Ecologische inbreng bij ontwikkelingen is vooraf verplicht in de vorm van een dialoog, waarbij nadrukkelijk gebruik wordt gemaakt van de kennis die aanwezig is bij diverse groeperingen en binnen de gemeente (natuurambassadeurs). Bovendien wordt jaarlijks een schouw gemaakt om de stand van de ecologische waarden te monitoren. De strategie gaat uit van het stellen van prioriteiten voor enkele soorten als 'ambassadeur'. Zo zijn de Das, de Gierzwaluw, Huismus en Muurplant als soortenambassadeur benoemd, net als de Gevlekte Rietorchis. Tot slot is er een lijst opgenomen van 20 tinten groen, waarin de ontplooiingskansen staan benoemd bij de ontwikkeling en het beheer in de gemeente.
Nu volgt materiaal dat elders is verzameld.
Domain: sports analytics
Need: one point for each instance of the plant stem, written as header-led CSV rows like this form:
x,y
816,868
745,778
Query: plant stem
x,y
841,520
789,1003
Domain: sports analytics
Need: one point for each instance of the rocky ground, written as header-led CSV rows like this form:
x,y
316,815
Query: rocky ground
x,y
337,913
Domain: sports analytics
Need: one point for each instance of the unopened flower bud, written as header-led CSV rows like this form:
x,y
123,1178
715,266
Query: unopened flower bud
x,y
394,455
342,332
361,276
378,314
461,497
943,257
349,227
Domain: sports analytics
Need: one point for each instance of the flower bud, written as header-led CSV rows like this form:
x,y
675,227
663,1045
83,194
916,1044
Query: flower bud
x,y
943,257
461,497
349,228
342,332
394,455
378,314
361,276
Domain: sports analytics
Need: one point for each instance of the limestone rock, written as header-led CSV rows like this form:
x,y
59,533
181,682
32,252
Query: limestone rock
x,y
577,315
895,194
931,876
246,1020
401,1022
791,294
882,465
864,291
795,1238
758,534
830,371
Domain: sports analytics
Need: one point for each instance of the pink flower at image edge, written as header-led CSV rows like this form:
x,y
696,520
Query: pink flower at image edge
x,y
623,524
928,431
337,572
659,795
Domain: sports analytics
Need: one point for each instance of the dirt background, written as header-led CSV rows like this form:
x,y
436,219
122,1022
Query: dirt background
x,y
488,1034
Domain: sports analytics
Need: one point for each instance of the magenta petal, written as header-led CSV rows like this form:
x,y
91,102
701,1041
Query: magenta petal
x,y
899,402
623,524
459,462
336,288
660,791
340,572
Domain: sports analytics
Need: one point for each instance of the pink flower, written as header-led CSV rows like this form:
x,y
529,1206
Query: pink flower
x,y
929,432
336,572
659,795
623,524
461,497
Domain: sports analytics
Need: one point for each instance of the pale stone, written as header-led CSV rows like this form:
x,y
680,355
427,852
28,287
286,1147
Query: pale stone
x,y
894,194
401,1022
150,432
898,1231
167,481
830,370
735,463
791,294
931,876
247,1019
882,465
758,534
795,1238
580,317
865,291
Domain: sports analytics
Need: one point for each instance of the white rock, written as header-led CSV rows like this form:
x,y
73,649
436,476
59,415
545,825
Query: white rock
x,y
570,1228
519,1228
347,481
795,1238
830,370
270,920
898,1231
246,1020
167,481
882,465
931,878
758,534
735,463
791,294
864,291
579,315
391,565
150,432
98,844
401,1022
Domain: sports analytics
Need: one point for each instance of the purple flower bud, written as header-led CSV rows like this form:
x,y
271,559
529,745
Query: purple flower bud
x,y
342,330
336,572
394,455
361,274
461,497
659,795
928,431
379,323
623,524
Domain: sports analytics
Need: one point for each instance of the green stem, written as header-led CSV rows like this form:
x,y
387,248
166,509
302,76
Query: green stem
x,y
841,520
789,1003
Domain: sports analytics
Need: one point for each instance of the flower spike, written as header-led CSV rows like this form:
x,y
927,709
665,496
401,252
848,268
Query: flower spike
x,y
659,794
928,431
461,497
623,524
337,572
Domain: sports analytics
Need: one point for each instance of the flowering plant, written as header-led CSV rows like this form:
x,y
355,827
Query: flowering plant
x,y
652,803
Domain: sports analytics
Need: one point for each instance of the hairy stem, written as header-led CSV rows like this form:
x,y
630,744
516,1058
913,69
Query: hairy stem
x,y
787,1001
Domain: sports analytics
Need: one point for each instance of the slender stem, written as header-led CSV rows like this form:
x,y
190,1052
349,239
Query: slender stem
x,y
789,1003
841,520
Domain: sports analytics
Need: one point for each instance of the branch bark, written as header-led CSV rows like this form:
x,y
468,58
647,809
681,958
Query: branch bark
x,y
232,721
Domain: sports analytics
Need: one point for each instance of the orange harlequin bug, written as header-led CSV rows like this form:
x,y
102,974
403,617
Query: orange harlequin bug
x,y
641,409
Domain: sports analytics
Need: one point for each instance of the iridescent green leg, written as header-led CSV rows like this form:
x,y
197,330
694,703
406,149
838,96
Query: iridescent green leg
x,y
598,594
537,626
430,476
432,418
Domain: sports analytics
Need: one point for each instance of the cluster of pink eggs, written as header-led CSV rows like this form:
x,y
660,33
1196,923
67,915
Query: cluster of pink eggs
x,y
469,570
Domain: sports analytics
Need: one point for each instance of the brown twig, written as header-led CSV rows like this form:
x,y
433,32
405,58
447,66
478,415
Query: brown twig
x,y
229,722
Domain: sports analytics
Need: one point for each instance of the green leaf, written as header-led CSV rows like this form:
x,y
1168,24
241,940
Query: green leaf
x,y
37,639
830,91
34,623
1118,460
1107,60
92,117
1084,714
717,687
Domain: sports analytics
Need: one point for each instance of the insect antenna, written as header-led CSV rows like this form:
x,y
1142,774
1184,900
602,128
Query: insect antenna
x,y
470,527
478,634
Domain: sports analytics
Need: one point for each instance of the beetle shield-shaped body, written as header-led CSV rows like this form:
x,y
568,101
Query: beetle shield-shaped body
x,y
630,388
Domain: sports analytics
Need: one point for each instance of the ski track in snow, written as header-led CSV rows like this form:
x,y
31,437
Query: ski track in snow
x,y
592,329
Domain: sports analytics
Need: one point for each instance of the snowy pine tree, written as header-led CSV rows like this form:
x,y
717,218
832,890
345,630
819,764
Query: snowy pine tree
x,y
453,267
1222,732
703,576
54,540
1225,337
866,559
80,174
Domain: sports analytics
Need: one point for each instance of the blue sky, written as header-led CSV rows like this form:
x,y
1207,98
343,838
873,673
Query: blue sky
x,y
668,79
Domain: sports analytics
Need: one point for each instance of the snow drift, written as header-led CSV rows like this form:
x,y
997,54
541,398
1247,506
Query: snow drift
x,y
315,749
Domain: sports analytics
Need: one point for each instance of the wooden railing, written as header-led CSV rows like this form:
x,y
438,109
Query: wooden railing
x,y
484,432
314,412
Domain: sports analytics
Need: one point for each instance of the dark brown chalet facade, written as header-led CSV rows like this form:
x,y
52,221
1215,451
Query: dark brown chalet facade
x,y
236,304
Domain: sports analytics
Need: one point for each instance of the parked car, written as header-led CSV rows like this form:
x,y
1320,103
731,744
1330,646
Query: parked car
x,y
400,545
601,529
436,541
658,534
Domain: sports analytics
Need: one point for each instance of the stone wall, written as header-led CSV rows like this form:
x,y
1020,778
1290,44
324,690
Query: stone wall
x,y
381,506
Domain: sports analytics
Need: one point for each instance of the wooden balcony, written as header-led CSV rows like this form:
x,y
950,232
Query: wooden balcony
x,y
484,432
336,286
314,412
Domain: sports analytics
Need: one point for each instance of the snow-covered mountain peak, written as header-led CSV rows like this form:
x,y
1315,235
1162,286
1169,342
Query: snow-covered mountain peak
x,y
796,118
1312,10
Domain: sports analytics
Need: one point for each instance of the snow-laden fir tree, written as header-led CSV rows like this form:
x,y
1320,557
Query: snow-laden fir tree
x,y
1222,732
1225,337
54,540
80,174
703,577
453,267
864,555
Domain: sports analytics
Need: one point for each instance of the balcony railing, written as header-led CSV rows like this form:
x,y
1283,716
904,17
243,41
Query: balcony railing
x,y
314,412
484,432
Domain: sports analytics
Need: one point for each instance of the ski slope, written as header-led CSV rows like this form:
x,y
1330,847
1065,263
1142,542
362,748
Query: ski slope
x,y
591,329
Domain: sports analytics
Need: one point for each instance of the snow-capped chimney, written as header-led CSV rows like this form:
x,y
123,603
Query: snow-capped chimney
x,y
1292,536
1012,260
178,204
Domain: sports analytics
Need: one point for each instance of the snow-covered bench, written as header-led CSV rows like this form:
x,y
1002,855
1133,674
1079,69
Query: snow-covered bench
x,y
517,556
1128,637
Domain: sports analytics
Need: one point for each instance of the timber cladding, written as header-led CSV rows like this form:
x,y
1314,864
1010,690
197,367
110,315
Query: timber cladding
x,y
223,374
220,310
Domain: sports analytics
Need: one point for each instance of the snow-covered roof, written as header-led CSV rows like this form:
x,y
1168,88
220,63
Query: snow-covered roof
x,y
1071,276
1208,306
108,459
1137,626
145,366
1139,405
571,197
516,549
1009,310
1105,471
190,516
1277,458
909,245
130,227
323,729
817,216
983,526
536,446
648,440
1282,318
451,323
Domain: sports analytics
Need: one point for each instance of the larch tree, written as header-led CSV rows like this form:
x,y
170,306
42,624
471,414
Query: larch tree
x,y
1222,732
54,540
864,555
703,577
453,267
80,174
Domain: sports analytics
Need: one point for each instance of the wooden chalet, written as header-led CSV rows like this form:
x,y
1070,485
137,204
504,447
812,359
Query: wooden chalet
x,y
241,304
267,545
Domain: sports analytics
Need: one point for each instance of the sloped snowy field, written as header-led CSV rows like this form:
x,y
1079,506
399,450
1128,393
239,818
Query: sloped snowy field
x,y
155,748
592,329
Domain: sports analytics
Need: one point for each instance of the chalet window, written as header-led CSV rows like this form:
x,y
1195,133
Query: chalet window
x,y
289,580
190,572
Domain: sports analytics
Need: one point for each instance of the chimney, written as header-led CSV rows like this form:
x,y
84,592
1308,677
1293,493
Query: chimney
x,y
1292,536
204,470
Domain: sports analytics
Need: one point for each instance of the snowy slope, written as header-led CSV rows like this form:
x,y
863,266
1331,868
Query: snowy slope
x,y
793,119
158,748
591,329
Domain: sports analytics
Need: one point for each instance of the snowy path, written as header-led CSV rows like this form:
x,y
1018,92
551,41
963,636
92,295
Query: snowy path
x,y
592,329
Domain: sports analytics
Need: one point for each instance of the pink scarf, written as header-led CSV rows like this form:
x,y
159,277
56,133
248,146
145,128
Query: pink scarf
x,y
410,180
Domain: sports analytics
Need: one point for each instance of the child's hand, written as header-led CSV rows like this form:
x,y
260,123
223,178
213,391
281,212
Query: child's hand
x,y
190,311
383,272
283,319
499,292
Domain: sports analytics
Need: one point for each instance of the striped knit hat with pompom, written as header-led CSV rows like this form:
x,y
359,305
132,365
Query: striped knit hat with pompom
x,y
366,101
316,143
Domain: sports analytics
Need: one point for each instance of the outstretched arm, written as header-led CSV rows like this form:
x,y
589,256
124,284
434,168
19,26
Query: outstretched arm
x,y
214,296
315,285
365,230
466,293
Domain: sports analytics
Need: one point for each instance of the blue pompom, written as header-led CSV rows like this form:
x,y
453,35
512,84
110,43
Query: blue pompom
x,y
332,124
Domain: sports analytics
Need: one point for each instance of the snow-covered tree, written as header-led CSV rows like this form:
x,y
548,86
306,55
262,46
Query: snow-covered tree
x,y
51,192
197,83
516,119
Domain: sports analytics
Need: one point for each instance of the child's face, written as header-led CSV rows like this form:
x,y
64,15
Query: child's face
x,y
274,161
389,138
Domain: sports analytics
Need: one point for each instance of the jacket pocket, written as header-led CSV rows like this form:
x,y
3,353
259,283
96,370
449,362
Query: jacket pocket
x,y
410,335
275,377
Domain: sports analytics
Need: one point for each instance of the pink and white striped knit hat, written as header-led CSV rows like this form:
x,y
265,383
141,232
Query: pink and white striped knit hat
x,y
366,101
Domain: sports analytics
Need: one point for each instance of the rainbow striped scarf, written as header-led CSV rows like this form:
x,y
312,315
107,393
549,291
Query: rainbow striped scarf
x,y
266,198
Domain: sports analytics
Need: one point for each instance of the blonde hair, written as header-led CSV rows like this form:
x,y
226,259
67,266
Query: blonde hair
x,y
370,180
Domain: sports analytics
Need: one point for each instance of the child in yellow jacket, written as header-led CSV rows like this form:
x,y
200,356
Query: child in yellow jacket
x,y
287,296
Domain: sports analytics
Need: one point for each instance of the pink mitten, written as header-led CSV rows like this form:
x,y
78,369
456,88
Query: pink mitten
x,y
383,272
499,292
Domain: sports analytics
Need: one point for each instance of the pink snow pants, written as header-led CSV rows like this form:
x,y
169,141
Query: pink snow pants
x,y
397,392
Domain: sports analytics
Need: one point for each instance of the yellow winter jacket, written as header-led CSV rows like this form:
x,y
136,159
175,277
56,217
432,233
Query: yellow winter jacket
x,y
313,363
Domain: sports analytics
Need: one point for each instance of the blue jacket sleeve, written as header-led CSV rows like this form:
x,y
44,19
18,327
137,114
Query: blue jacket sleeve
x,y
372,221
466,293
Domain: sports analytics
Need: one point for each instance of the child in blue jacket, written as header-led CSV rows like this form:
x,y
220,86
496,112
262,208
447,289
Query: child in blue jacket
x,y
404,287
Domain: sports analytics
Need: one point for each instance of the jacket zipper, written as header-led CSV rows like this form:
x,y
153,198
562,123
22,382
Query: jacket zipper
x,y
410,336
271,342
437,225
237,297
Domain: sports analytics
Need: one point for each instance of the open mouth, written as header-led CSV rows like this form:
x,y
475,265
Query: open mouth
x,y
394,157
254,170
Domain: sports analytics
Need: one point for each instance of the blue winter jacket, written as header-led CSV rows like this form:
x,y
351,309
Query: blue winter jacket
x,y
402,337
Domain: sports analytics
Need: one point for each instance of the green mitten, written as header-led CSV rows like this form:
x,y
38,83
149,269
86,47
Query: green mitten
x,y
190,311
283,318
Op 10 juli 2019 is de motie Natuur Inclusief Bouwen door de raad aangenomen en vervolgens door burgemeester en wethouders uitgewerkt (B&W-besluit 22 oktober 2019). De strekking van dit besluit is dat het Natuur Inclusief Bouwen in het vervolg als uitgangspunt wordt gehanteerd. Borging vindt plaats via bijvoorbeeld het bestemmingsplan, een Nota van Uitgangspunten, een intentieovereenkomst of een handelingsperspectief.

Elk project verdient maatwerk met een puntensysteem (punten per type maatregel). Per project wordt een lijst van maatregelen met punten opgesteld waaruit men vervolgens kan kiezen. Er dient een minimum aantal punten gehaald te worden. In deze lijst komen aspecten aan de orde als nestkasten voor vogels en vleermuizen die in de gevels geïntegreerd kunnen worden, voorzieningen voor bijen, toepassen van streekeigen vaste planten, struiken en bomen, groene gevels en daken etc.

In dit Chw bestemmingsplan is dit uitgewerkt door middel van een puntenlijst Natuurinclusief bouwen van de gemeente Deventer. Deze puntenlijst is onderdeel van de planregels (bijlage 2 van bij de regels).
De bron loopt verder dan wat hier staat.